Still I bury parchment secrets under the birdhouse,
piling dirt and sand over a little box of conspiracies;
all of my stepmother's faults and jealous deeds leave
treasure map bruises in the corners of my mind.
She was a lady with frosty blond locks who rolled into town,
wearing expensive clothes from somewhere up north.
Little brother, I remember when you were born;
the festivities surrounding your twinkling baby blues and soft mouth.
Everyone expected me to be jealous but I loved you from the start.
A year passed quickly and then two more..

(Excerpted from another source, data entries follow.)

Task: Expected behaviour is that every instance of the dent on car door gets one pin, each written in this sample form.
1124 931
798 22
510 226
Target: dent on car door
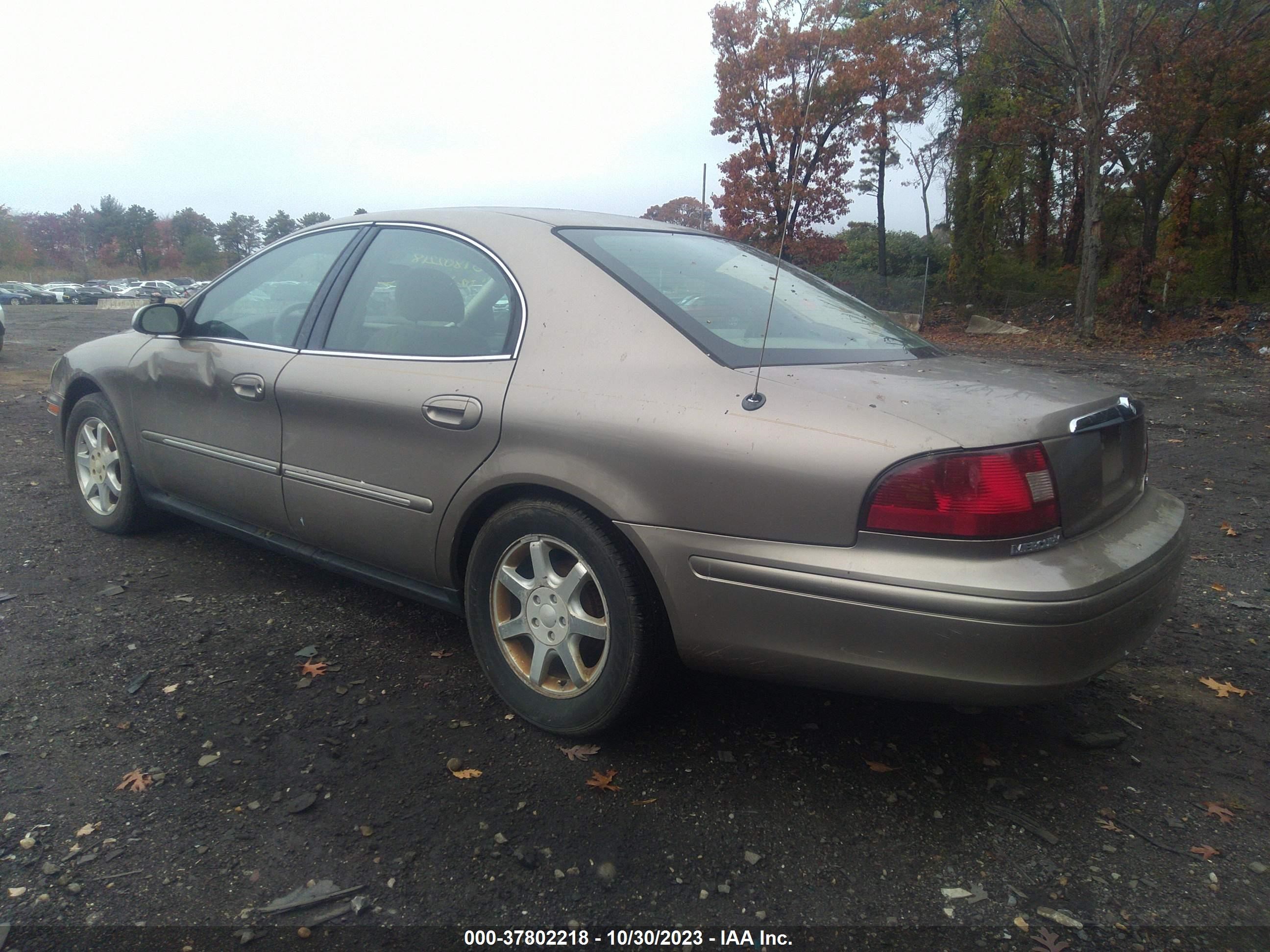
205 408
399 399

You grew into a lover of coal black pirate
ships and scouting for eagles near the cliffs.
On my fifteenth birthday, Dad gave me a brand new journal
and Stepmother pushed a useless makeup kit across the table,
commenting that I needed to masque my boring features.
But they were both shocked when you fastened a pretty
sterling chain around my neck.
Little brother, that was so kind of you, I almost wept.
Mayflowers dropped on the rooftop one summer
as we kicked a ball in the yard.
It rolled away towards the road and you ran to get it.
I shouted for you to come back because a truck was
passing but it happened too fast..
Now I'm a girl with silver blades for tears,
swinging against the chilly wind while
humming pathological nursery rhymes.
And you never stopped blaming yourself.
Oh Little Boy Blue, if you find my diary;
caked in dirt and melancholy,
you will know the truth about
so many things that as kids,
we shouldn't fall witness to.
At eighteen, you're a young man with
a baseball glove in one hand
and a suitcase in the other.
Little brother, I watched your game
from my place on the phantom bleachers.
Before the final strike, I could've sworn
you whispered my name,
throwing your guilt all the way across
the outfield and painting
a dream catcher smile on my ghost face.